Articles on: PDF extraction

Super-powered Extra Instructions (i.e., Directives)

Directives are deterministic instructions you add in the Extra Instructions section of your Data Extractor to fine‑tune extraction.

Each directive has a specific syntax and must appear on its own line at the bottom of the Extra Instructions.

File Extractor

@parallel:true / @parallel:false

What is this?

Controls whether the extractor treats each page separately or processes the whole document as one unit.

Use when

@parallel:true: Each page stands on its own. Example: one form or one table per page that does not need data from other pages.

@parallel:false: Pages depend on each other. Example: page 1 has the employee name and later pages list that employee’s hours. You want the extractor to keep that connection.

Why it helps

@parallel:true: Many documents have each page holding complete data for that page needed for a spreadsheet row output and each page follows the same structure. In this case, parallel mode speeds things up while keeping rows clean (for example, 1 spreadsheet row per page where each row only holds data for its associated page).
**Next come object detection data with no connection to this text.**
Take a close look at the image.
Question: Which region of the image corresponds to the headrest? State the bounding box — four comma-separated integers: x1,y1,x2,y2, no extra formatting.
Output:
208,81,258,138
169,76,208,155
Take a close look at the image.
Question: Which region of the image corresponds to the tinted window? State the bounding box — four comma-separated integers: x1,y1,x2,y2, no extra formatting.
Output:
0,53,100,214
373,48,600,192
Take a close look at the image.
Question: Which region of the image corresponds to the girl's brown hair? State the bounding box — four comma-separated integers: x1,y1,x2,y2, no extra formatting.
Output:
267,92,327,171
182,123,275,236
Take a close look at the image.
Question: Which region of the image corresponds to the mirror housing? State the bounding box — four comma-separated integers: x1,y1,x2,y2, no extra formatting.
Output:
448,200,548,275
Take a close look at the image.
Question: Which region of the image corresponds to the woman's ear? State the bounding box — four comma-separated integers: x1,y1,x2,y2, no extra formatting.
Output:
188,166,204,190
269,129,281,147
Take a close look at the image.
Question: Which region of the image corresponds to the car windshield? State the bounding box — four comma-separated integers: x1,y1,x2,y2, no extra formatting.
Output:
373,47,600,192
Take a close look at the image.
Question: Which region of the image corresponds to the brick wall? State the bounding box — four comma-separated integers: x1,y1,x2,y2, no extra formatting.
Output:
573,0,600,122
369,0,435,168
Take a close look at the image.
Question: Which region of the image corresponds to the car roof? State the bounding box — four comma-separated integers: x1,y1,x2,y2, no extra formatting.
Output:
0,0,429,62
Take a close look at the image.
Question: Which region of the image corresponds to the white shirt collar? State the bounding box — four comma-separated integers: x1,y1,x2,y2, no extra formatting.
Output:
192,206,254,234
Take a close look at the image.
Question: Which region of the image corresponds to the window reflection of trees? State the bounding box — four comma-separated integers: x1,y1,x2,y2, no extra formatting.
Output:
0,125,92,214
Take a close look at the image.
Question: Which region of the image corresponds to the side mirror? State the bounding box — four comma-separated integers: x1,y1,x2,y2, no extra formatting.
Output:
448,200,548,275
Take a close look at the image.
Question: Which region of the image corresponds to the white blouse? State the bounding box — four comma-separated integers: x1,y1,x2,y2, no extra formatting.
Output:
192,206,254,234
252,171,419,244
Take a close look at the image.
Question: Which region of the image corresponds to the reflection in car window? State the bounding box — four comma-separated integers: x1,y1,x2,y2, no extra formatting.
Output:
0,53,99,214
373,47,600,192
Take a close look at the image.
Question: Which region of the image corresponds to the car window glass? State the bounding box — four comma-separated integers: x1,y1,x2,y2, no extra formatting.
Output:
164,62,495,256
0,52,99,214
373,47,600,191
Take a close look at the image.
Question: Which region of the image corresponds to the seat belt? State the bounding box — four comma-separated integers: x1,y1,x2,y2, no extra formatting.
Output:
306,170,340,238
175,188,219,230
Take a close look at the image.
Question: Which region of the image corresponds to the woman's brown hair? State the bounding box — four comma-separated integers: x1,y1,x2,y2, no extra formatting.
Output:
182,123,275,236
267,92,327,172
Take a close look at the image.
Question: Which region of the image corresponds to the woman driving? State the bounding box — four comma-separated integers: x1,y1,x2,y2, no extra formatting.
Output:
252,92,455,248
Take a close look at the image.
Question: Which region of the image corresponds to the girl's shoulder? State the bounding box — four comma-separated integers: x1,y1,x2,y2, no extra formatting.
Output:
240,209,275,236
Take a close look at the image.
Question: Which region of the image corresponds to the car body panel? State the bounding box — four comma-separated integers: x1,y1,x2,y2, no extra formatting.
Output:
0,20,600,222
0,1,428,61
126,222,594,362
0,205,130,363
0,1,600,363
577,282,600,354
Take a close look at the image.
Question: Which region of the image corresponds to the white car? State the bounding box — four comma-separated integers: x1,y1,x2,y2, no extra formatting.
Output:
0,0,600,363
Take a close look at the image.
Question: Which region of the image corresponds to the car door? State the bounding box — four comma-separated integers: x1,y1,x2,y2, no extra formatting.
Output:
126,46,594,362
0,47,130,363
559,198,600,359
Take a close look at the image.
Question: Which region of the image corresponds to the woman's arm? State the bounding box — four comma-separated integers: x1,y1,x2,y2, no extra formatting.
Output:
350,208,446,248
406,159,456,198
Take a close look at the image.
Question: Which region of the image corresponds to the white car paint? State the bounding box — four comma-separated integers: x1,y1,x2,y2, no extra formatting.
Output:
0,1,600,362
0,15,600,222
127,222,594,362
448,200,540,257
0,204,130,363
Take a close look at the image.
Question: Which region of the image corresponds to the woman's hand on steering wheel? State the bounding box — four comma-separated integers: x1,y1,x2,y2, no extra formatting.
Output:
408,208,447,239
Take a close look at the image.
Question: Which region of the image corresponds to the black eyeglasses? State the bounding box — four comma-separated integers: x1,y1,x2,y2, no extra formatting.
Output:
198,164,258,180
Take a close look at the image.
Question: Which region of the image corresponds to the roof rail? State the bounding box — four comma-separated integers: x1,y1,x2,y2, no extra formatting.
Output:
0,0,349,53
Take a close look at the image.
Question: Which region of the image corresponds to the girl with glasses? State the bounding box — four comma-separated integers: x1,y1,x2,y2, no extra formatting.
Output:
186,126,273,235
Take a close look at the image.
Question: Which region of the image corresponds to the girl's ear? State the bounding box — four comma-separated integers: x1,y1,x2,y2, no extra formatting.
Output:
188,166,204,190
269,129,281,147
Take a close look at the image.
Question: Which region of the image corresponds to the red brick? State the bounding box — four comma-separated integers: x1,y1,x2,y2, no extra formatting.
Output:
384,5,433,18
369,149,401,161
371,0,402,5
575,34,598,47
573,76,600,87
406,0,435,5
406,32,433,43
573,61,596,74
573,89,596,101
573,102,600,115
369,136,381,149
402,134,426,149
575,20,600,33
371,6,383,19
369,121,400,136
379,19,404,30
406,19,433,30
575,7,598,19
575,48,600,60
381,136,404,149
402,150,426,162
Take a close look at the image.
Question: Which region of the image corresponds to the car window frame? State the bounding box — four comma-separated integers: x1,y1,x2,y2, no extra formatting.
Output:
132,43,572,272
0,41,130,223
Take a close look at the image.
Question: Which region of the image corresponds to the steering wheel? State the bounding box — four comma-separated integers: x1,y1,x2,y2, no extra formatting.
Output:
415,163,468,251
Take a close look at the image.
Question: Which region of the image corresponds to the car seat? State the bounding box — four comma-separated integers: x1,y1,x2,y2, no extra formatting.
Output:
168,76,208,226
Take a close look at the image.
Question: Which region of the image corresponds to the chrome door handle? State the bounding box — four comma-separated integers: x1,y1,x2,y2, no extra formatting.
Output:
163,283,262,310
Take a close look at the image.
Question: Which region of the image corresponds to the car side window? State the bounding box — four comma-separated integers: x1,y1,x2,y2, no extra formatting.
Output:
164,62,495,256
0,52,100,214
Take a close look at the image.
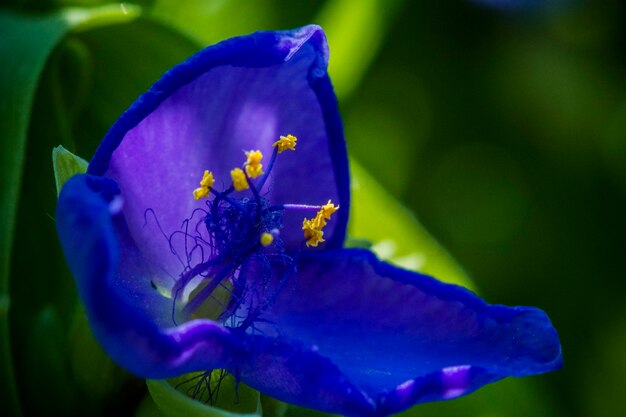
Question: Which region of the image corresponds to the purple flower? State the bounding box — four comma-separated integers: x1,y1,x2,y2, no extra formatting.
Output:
57,26,561,416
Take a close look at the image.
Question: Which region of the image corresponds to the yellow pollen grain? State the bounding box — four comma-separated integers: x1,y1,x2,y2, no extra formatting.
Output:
193,187,209,200
317,200,339,220
193,170,215,200
261,232,274,246
200,170,215,189
246,151,263,178
302,200,339,247
230,168,250,191
273,135,298,153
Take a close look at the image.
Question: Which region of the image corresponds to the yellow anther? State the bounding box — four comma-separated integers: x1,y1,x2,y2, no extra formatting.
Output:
193,170,215,200
302,200,339,247
261,232,274,246
246,151,263,178
200,170,215,190
317,200,339,220
230,168,250,191
302,219,324,247
193,187,209,200
273,135,298,153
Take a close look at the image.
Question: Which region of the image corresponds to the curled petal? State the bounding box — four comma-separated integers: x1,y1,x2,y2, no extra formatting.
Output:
89,26,349,274
252,249,561,415
56,175,240,378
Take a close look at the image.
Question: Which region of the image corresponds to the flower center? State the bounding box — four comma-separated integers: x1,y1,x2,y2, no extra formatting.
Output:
166,135,339,330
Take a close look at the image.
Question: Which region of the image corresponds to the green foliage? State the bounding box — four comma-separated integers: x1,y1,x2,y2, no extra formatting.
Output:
146,371,263,417
6,0,626,417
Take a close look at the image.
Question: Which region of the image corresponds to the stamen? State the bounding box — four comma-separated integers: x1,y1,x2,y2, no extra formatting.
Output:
296,200,339,247
245,151,263,178
272,135,298,153
230,168,250,191
193,170,215,200
318,200,339,220
261,232,274,246
302,219,325,247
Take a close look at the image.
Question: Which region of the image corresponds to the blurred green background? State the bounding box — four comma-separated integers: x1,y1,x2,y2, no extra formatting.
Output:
0,0,626,417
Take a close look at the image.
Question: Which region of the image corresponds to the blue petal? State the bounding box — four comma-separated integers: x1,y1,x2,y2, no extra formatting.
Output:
251,249,561,415
56,175,241,378
89,26,350,266
56,175,374,416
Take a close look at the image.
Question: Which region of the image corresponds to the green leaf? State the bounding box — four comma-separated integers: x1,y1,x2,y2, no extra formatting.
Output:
146,371,263,417
314,0,402,99
348,160,473,288
348,160,554,417
52,145,89,195
0,6,138,416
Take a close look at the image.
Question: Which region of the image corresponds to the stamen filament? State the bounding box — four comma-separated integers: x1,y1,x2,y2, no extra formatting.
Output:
258,148,278,190
276,204,322,211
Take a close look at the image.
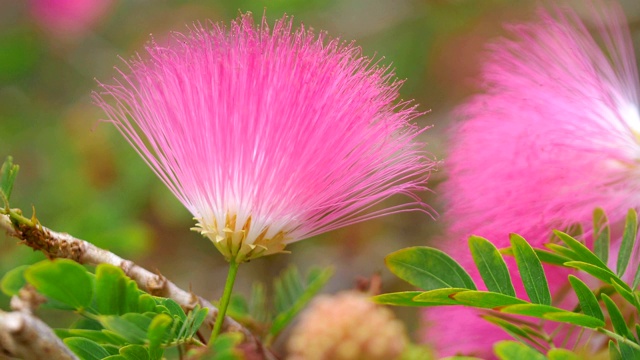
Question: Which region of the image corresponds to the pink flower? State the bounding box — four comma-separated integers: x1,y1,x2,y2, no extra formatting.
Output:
29,0,114,36
94,14,433,261
424,1,640,355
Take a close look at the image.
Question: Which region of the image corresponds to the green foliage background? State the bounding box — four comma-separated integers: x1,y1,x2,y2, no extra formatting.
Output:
0,0,640,354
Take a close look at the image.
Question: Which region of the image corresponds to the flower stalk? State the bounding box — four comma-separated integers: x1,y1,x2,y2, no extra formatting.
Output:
209,258,240,346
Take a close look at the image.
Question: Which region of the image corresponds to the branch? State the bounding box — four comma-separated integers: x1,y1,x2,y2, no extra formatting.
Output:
0,209,275,359
0,310,78,360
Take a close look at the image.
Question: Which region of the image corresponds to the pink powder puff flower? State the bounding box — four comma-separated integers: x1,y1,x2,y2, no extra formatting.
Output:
427,1,640,355
94,14,433,262
29,0,114,36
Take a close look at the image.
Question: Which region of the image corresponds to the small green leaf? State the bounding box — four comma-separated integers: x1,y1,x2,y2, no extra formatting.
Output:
413,288,470,306
450,290,526,309
162,299,187,321
547,348,580,360
543,311,605,329
616,209,638,277
371,291,425,306
385,246,476,290
564,261,616,284
63,337,109,360
601,294,633,338
511,234,551,305
500,244,573,266
609,340,623,360
0,265,30,296
212,333,242,360
95,264,140,315
269,268,333,337
593,208,611,264
24,259,93,309
55,329,126,346
482,315,534,341
611,277,638,307
469,236,516,296
553,230,609,271
97,313,151,345
493,341,547,360
498,304,564,318
0,156,20,207
146,314,173,358
569,275,604,321
120,345,149,360
138,294,156,313
249,281,271,322
540,243,580,265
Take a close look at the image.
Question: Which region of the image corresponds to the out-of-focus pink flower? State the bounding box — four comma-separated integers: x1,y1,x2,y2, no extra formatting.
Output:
427,1,640,355
94,14,433,261
29,0,114,36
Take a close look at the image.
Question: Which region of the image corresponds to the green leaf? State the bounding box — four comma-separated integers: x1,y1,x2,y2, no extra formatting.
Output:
469,236,516,296
569,275,604,321
450,290,526,309
174,306,208,342
63,337,109,360
97,313,151,345
249,281,271,323
55,329,126,346
564,261,616,284
212,333,242,360
611,278,638,307
593,208,611,264
616,209,638,277
146,314,173,359
547,348,580,360
24,259,93,310
371,291,425,306
0,156,20,207
601,294,633,338
498,304,564,318
95,264,140,315
540,243,580,265
553,230,610,271
385,246,476,290
493,341,546,360
609,340,623,360
500,248,573,266
482,315,534,341
161,299,187,321
413,288,470,306
511,234,551,305
120,345,149,360
138,294,156,313
543,311,605,329
269,268,333,337
0,265,30,296
618,340,640,359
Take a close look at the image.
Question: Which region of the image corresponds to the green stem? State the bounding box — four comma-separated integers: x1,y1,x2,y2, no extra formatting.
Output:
209,259,240,346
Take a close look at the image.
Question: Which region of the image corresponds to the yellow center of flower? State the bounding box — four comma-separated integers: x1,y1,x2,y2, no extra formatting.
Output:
191,213,291,263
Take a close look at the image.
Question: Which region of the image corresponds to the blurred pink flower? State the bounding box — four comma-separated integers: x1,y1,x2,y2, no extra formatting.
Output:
427,1,640,355
29,0,114,36
94,14,433,261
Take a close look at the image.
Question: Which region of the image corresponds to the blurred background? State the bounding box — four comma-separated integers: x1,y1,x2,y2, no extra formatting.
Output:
0,0,640,354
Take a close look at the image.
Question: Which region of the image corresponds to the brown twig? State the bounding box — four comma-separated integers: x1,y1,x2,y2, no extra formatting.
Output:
0,210,276,359
0,310,78,360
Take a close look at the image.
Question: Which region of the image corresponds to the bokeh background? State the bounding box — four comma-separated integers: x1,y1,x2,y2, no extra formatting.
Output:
0,0,640,354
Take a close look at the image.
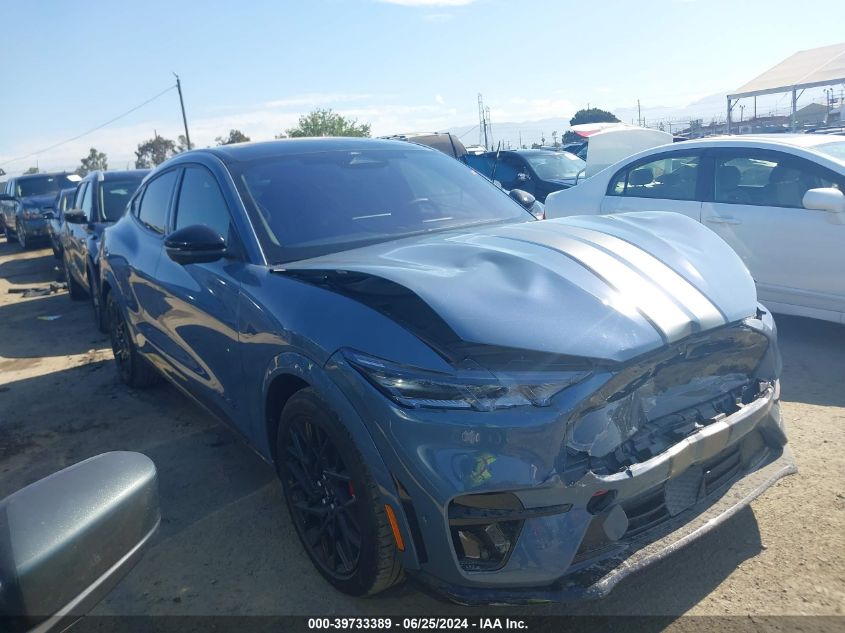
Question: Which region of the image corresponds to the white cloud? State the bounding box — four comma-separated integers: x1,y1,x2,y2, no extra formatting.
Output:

@parallel:false: Some documents rely on context set earlier. @parallel:false tells the tool to treat the uploaded document as a whole document. This prevents missing fields or mismatched rows when data spans pages (for example, when you want to output a spreadsheet row that combines page 2 and page 1 data).

How to use

Add one line to the end of your Extra Instructions:

@parallel:trueor@parallel:false

If you must use parallel mode but still need context from earlier or later pages when a set of data is extracted from a certain page, add @parallel_extended_context: <field> (see below).

Notes

Rule of thumb: @parallel:false works best for documents with max 20 pages and when later pages rely on earlier pages or vice versa.

@exclude_pages:

What is this

Skips pages you don’t want turned into spreadsheet rows.

Use when

You are seeing data outputted from irrelevant pages like cover sheets, marketing content, blank pages, or Terms and Conditions.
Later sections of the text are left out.